As for Mr. Meadows' argument:  Facebook and Twitter and Google became large and powerful mostly by popular acclaim.  Facebook beat out MySpace simply because more people used one than the other.  Twitter the same; Google the same.  Is there an anti-trust problem here?  Perhaps; but it arises from the nature of the internet, from the need to be on one platform with everyone else who wants to be on that platform.  It's tricky to start a conversation on one phone carrier when someone else is on another phone carrier, if the two are not interconnected.  Cell phones finally dissolved the monopoly of "Ma Bell" (the court ordered break up of the Bell companies really didn't do consumers that much good); and that analogy shows up the problem of "breaking up" social media. Social media platforms don't "interconnect" the way telephones do.  Trump is free right now to start a new platform (follow the example of Mike Lindell!).  But the rest of us are just as free to ignore any such platform (follow the example of Mike Lindell!).  Is that something anti-trust law can correct?

I don't see how.*

This is all fodder for "fundraging," which is really what Meadows is on about.  Trump has declared his interest in running for POTUS in 2024; but he's also said he can't announce because then he's subject to election laws he'd just as soon ignore for as long as possible.  It's all about the grift.  
Trump sent that statement out via e-mail, not via his blog; because, you know, "cancelled." I'm disappointed he didn't say he'd been "cancelled."  I mean, he's completely lost the ability to get his lunatic ideas out: I especially like the idea that a bit of dicta from a now-dead Supreme Court Justice about election law has become a solid Constitutional directive written in black-and-white somewhere in the three articles of that document (does Trump even know the Constitution has three articles? Doubtful.).

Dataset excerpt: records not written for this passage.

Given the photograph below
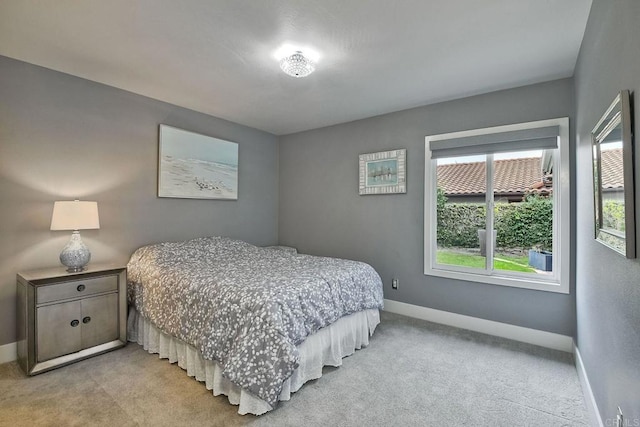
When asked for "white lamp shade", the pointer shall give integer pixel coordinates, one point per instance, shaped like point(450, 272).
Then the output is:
point(75, 215)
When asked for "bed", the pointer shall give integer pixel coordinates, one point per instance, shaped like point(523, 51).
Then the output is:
point(253, 323)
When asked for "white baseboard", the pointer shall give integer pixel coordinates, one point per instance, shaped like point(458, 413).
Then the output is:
point(504, 330)
point(589, 399)
point(8, 352)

It's really too bad Trump doesn't enjoy "free speech" anymore.  We'll never know what he thinks.  Still, credit where credit is due.
Meanwhile, we're already at the "um, what...?" stage of this controversy: So, we should pick a multinational corporation as our sovereign, but we should pick the "right" one? Or we shouldn't pick such a sovereign at all? And Facebook is too powerful because it allows so many people to read stuff by Ben Shapiro, Fox News, Sean Hannity, and Dan Bongino? Or because it allows anybody to know anything about Rachel Maddow's show?

People trying to be clever on Twitter when they are not clever probably deserves its own Twitter thread.
Pointing and laughing are always in order.

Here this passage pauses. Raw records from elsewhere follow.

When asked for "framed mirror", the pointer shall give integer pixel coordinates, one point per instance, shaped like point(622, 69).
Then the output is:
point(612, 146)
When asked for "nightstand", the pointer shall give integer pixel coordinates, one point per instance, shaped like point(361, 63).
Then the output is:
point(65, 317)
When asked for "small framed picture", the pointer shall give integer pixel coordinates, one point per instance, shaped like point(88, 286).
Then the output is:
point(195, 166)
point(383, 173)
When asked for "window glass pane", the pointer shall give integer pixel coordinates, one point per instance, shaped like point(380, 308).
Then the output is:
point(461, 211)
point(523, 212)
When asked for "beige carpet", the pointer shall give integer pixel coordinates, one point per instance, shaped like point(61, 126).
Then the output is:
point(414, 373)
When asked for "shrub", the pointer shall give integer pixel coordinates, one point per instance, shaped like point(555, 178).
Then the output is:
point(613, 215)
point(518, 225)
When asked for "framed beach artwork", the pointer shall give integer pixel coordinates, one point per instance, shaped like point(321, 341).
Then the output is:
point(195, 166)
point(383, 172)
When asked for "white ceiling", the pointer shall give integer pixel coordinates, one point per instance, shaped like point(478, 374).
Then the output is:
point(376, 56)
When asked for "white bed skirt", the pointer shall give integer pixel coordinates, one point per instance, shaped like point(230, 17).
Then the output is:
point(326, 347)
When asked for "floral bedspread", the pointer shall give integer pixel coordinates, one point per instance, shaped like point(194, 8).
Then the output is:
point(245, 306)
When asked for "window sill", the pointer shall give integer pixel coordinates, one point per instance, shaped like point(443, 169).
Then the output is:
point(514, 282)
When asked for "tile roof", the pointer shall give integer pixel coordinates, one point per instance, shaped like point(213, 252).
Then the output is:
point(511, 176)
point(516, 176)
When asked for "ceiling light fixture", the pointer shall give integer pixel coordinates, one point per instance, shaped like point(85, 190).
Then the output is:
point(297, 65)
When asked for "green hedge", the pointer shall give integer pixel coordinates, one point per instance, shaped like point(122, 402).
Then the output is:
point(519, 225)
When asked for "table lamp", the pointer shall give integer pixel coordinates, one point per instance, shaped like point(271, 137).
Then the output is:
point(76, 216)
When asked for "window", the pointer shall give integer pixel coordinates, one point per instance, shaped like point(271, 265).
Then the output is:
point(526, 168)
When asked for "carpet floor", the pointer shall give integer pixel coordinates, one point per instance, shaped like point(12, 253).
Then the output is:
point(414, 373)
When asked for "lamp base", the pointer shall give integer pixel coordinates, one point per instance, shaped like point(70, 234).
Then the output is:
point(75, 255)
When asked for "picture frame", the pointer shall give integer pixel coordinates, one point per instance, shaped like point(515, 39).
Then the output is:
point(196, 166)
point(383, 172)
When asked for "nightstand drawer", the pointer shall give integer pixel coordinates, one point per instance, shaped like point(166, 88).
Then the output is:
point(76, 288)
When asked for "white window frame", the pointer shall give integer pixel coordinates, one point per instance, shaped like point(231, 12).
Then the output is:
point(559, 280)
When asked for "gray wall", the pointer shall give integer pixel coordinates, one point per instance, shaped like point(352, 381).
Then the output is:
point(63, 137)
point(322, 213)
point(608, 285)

*We could just nationalize Twitter and Google (You Tube) and Facebook and make them publicly controlled utilities that have to allow everybody on except people who commit crimes or post child pornography or advocate violating the law.  You know, like inciting sedition and insurrection against the government.

Oh, wait....

1 comment:

  1. I love how the Republican-fascists are all calling for nationalizing social disease, uh, media companies so they can spread their social illness of believing insane lies.